The claim that the then Prime Minister ordered details of the unexplained incident over the East Coast be kept secret was made by a scientist who said his grandfather was one of Churchill’s bodyguards.
The tale is told in newly declassified Ministry of Defence UFO files put online by the National Archives.
Allegations of the cover-up emerged when the man, from Leicester, wrote to the Government in 1999 trying to find out more about the incident.
He described how his grandfather, who served with the RAF in the war, was present when Churchill and US General Dwight Eisenhower discussed how to deal with the UFO encounter.
The man, who is not named in the files, said Churchill exclaimed: “This event should be immediately classified since it would create mass panic amongst the general population and destroy one’s belief in the church.”

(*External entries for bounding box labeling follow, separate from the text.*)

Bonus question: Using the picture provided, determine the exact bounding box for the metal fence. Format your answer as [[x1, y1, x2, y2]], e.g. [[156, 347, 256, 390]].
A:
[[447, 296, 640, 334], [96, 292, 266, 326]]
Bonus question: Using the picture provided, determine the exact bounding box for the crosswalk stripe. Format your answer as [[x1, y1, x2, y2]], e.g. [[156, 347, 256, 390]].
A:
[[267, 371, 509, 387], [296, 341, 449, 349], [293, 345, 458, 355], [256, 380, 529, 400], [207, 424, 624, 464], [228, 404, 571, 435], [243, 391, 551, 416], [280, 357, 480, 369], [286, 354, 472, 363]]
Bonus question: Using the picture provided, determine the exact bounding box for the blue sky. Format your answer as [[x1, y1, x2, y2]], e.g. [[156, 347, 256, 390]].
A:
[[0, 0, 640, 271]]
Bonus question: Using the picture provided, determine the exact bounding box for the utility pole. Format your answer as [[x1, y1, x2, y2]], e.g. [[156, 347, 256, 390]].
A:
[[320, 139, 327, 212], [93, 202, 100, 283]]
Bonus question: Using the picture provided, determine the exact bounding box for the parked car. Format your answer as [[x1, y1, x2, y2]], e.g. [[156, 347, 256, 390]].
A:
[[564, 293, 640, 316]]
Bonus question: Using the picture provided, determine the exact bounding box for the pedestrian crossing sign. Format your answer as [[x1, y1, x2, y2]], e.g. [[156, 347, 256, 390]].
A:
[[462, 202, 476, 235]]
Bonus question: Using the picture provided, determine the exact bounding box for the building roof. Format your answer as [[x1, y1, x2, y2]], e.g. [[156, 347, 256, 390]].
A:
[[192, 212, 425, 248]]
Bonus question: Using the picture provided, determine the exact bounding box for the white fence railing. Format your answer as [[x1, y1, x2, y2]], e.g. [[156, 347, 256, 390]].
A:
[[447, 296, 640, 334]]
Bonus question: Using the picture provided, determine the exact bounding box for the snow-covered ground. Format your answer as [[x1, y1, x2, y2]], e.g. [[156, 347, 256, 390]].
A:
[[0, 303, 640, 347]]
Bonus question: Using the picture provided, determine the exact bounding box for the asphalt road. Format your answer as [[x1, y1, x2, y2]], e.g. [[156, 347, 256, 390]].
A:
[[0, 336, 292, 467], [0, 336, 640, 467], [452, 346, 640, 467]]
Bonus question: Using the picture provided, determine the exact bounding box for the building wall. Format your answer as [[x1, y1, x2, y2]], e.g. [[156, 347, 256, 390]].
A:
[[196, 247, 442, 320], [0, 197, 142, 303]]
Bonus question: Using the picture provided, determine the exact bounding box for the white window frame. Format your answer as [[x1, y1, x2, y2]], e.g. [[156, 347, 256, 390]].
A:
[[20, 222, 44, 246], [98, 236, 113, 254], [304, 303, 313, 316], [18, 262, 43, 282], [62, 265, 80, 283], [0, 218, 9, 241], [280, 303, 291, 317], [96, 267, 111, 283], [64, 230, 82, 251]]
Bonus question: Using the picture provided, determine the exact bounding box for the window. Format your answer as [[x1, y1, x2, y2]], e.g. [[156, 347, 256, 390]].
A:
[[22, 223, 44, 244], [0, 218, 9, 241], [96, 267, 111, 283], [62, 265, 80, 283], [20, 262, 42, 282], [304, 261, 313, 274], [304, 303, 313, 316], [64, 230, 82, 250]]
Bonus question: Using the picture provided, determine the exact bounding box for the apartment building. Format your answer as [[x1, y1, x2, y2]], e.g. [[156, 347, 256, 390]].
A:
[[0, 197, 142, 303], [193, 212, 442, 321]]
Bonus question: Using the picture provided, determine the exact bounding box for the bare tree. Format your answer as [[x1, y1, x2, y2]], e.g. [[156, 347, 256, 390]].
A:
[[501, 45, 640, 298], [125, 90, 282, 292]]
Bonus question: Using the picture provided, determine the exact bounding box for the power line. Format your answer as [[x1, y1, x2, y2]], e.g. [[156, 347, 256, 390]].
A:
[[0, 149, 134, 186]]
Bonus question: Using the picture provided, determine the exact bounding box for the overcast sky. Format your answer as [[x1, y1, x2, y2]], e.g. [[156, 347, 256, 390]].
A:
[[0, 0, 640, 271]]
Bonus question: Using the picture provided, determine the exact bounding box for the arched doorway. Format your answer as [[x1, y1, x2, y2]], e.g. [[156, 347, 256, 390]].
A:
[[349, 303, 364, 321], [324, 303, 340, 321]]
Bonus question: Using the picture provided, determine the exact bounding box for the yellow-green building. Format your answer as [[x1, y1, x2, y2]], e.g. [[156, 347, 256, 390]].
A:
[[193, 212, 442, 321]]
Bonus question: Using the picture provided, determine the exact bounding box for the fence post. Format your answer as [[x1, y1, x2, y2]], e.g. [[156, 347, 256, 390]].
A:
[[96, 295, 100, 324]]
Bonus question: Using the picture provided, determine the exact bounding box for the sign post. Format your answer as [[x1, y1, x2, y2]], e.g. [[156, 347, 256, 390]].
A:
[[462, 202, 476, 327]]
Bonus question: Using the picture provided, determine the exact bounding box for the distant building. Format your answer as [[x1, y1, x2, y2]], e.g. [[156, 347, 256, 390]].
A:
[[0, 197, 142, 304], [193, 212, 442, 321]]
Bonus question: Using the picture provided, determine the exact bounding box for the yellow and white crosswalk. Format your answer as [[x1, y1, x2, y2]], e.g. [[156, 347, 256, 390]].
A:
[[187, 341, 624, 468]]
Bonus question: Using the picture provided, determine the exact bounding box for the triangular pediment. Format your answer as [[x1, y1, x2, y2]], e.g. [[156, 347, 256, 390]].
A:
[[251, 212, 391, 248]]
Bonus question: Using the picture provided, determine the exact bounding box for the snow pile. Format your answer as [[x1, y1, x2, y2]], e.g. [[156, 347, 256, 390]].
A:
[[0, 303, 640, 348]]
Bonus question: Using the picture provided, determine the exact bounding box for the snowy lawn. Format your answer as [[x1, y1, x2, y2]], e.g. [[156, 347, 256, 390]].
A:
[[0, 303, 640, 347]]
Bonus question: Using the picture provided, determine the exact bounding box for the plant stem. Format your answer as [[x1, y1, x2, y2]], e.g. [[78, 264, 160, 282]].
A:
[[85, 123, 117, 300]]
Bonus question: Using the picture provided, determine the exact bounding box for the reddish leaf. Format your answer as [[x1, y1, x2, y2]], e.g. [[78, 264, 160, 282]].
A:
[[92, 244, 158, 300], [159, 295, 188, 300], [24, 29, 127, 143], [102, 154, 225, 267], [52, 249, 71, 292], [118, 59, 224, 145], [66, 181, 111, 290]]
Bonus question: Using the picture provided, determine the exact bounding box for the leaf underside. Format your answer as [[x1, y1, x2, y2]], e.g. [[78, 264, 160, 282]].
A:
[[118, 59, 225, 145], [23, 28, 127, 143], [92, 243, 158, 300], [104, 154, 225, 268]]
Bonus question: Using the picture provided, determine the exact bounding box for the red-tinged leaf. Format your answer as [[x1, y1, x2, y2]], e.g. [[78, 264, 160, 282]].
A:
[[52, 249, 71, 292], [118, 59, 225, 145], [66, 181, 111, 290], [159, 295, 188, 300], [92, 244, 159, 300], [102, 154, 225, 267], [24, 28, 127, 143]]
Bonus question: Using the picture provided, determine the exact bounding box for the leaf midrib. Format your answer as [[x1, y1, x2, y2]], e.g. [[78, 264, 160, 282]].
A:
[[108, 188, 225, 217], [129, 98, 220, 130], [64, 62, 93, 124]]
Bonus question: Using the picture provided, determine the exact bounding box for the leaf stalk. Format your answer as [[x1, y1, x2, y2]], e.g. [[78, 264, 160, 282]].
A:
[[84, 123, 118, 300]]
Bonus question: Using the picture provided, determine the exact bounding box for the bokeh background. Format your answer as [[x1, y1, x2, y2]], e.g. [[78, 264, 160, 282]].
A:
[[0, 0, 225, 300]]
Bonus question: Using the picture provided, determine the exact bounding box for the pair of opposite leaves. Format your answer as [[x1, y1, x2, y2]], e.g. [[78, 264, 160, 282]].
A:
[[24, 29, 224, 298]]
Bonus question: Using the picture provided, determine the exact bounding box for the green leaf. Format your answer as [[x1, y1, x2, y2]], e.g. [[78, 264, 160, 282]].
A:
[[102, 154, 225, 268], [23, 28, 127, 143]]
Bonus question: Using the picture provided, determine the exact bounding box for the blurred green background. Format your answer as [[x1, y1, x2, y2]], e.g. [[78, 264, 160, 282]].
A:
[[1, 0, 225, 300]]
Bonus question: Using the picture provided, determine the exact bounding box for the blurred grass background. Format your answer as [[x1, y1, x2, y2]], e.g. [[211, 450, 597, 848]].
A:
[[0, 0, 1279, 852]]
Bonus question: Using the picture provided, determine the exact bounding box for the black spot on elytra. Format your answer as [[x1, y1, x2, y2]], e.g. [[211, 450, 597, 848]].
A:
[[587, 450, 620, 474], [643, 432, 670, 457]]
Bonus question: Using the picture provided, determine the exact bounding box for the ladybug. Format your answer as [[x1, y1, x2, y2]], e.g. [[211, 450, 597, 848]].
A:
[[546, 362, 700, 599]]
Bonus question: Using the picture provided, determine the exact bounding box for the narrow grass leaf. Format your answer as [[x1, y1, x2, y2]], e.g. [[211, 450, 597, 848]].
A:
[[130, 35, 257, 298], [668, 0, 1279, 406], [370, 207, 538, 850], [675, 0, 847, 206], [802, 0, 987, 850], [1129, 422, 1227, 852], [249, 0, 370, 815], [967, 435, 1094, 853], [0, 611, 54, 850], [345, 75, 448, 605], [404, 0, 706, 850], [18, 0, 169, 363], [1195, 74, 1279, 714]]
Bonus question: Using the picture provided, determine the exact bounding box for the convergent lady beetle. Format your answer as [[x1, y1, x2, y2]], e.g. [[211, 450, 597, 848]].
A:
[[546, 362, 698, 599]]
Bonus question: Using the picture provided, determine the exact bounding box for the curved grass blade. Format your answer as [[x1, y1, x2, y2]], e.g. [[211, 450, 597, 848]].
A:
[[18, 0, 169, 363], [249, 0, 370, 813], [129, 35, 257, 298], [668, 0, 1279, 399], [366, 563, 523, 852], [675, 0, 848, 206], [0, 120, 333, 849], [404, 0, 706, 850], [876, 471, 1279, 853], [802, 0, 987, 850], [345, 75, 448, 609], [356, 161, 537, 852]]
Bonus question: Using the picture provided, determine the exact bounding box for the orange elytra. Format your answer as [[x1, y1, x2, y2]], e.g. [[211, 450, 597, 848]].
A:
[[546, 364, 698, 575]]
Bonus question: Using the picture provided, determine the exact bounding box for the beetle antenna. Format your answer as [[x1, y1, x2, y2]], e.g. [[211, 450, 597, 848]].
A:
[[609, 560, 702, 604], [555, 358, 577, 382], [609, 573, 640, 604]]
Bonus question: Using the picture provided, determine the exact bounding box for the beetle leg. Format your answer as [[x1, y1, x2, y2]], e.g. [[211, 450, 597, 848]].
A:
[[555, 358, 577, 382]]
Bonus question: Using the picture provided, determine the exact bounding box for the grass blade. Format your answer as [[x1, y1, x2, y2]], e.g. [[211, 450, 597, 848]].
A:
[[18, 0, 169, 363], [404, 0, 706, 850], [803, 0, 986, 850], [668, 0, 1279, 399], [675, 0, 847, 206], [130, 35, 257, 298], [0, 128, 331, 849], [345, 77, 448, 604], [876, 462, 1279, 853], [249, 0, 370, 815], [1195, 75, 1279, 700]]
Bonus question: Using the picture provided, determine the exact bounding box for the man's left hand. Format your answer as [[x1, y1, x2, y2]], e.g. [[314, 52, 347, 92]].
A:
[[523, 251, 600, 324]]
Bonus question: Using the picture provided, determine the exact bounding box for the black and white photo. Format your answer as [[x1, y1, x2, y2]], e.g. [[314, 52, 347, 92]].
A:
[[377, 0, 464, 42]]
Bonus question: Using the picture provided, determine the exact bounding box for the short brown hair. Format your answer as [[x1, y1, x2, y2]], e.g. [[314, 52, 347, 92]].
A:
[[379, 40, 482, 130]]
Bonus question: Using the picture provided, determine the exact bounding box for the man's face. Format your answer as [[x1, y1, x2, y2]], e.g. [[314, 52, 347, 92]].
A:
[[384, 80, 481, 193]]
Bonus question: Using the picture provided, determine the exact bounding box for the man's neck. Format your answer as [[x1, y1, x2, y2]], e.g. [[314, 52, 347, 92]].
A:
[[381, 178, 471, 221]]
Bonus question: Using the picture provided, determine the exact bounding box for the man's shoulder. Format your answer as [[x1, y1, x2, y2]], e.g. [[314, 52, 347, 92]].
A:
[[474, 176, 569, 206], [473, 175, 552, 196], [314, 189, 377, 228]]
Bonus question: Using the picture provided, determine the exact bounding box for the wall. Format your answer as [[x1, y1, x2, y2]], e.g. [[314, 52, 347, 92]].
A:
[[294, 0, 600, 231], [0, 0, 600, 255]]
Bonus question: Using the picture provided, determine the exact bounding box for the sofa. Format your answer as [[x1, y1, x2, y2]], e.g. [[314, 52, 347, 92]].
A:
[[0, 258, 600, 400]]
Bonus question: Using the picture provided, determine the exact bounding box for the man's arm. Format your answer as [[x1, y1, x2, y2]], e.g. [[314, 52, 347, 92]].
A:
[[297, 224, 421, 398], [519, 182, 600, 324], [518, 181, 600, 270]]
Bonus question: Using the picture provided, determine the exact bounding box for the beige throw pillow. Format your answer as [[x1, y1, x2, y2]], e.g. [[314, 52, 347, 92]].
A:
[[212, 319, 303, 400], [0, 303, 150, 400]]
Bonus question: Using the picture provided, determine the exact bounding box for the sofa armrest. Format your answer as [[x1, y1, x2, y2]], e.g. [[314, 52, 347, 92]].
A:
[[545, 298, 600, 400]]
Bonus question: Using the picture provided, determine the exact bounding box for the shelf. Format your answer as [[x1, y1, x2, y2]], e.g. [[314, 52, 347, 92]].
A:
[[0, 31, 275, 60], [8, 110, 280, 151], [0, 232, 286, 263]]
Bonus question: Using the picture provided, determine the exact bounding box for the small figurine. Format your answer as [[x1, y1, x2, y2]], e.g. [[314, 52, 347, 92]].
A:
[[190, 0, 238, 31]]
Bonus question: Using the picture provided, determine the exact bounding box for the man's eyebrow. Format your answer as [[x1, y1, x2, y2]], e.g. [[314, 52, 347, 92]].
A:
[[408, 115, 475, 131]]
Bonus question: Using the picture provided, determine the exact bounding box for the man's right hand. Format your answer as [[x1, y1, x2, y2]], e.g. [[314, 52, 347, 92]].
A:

The incident allegedly involved an RAF reconnaissance plane returning from a mission in France or Germany towards the end of the war.
“Although this story was told by the man to his wife who told the man’s grandson, there may be a grain of truth in it,” Dr David Clarke, author of the UFO files told Sky News Online, “because we know Churchill had an interest in UFOs.”
The wartime leader was in fact the first person to answer a question on the subject in Parliament when, as First Lord of the Admiralty, he was quizzed about an unusual sighting off Sheerness.
“It was in 1912 and everyone was getting nervous about the Germans,” said Dr Clarke.
“The question was about an unusual sighting off the coast and MPs wanted to know if it was a German zeppelin. The answer was ‘Apparently not’. The mystery remains.”
Dr Clarke added that many people want to believe in UFOs and, even when the Government discloses what it knows about them, the chances are someone will be crying “conspiracy theory”.
“We want to believe in them and that’s why people remain fascinated,” he continued.
“And, while undoubtedly, most strange sightings can be explained, there are still strange events that cannot be accounted for.”
In the Second World War, for instance, pilots from all sides reported unusual sightings, telling of unaccountable flashes of light and being followed by strange airborne objects.
“The Americans used to refer to them as ‘foo fighters’,” he says, “I think after a famous cartoon character and from where, I imagine, the rock band took their name.
“The US pilots used to talk about objects that circled them around during their flights, with flashing lights and changes of direction that did not fit in with possible enemy patterns. The British and the Germans also reported such sightings.
“It’s hard not to wonder if something’s out there.”
The obvious problem with referencing people who are dead is that they can no longer confirm or deny any of these kinds of stories. Documents can be forged or misinterpreted, and unfortunately these “facts” are lost to history.